Authors: We acknowledge that restricting to complete cases (n=3776) could introduce bias under non-random missingness. In the revised manuscript we will describe the observed missingness patterns and the assumed mechanism. We will also add multiple imputation as a sensitivity analysis and report the resulting ACE estimates alongside the complete-case results to evaluate robustness. revision: yes
Circularity Check
No significant circularity; standard causal methods applied to external cohort data
full rationale
The paper applies Pearl's do-calculus and g-computation (along with PSM and IPW) to the public Framingham Offspring Cohort to estimate the interventional ACE of a 20 mmHg SBP reduction on 10-year CHD risk. The reported 3.40% ARR is obtained by fitting the outcome model on observed data under the identifying assumptions encoded in the author-specified DAG; it is not algebraically equivalent to any fitted parameter or naive observational quantity by construction.

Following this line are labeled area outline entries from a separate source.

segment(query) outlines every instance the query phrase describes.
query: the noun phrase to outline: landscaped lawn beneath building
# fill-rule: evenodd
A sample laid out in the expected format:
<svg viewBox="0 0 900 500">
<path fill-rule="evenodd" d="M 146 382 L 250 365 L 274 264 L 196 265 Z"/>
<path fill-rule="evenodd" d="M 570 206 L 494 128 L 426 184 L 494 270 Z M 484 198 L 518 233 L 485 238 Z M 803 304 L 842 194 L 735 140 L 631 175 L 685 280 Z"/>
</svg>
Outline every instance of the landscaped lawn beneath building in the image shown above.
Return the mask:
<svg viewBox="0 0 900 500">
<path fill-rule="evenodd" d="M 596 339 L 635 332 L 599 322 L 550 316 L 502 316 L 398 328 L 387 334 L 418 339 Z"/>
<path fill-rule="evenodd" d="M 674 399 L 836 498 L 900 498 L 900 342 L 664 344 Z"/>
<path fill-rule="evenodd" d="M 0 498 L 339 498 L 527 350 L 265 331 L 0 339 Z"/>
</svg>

Conditional independence tests are used only to check the DAG on observed variables and do not enter the g-computation formula itself. No self-citations are load-bearing, no ansatz is smuggled, and no uniqueness theorem from prior author work is invoked. The derivation therefore remains self-contained against external benchmarks and does not reduce the target causal quantity to its inputs.
Axiom & Free-Parameter Ledger
axioms (1)
- domain assumption The structurally corrected DAG correctly represents the causal structure with no unmeasured confounding.